Oct 15, 2008
A Paler Shade of White
The Definite Article: A friend of mine once gave me a valuable piece of advice concerning elections: “If you don’t know who to vote for, vote for the candidate who’ll cause the most chaos. Things won’t get any better, but at least the news will be interesting.” This year I know who’s getting my vote, but throughout the Bataan Death March that this election cycle has been, I’ve held out hope that the race would draw a spoiler, someone outspoken and decidedly off the beam to inject some true batshit craziness into the race. The closest we got this time around was Cynthia McKinney, in a truly baffling move by the Green Party, but she never made it onto the national stage, and her type of crazy was never grandiose enough anyway. What we needed was a Ross Perot, or better yet, a Bob Dornan.
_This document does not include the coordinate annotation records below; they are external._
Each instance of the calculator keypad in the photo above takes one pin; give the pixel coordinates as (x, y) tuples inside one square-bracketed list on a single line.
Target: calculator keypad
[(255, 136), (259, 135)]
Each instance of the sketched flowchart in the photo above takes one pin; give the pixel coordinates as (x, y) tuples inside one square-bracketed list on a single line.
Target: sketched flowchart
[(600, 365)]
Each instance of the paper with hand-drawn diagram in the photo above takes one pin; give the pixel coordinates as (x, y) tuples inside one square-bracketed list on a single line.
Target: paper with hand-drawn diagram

Congressman Bob Dornan was a masterwork of inspired nuttiness - charismatic, living somewhere to the right of Bill O’Reilly, and given to the kind of megalomania one only finds in James Bond villains. He would regularly use his time on the House floor to grandstand on the burning issues of Madonna videos and apocalyptic visions of homosexuals taking over the country, and never missed an opportunity to remind America that his uncle Jack had been the Tin Man in The Wizard of Oz. He ran for president twice, forcing the entire Republican field toward the center by his ranting in debates. And when he was defeated twice for reelection by Latina candidate Loretta Sanchez, Dornan demanded a full investigation by Congress and the Justice Department into what could only have been rampant voter fraud.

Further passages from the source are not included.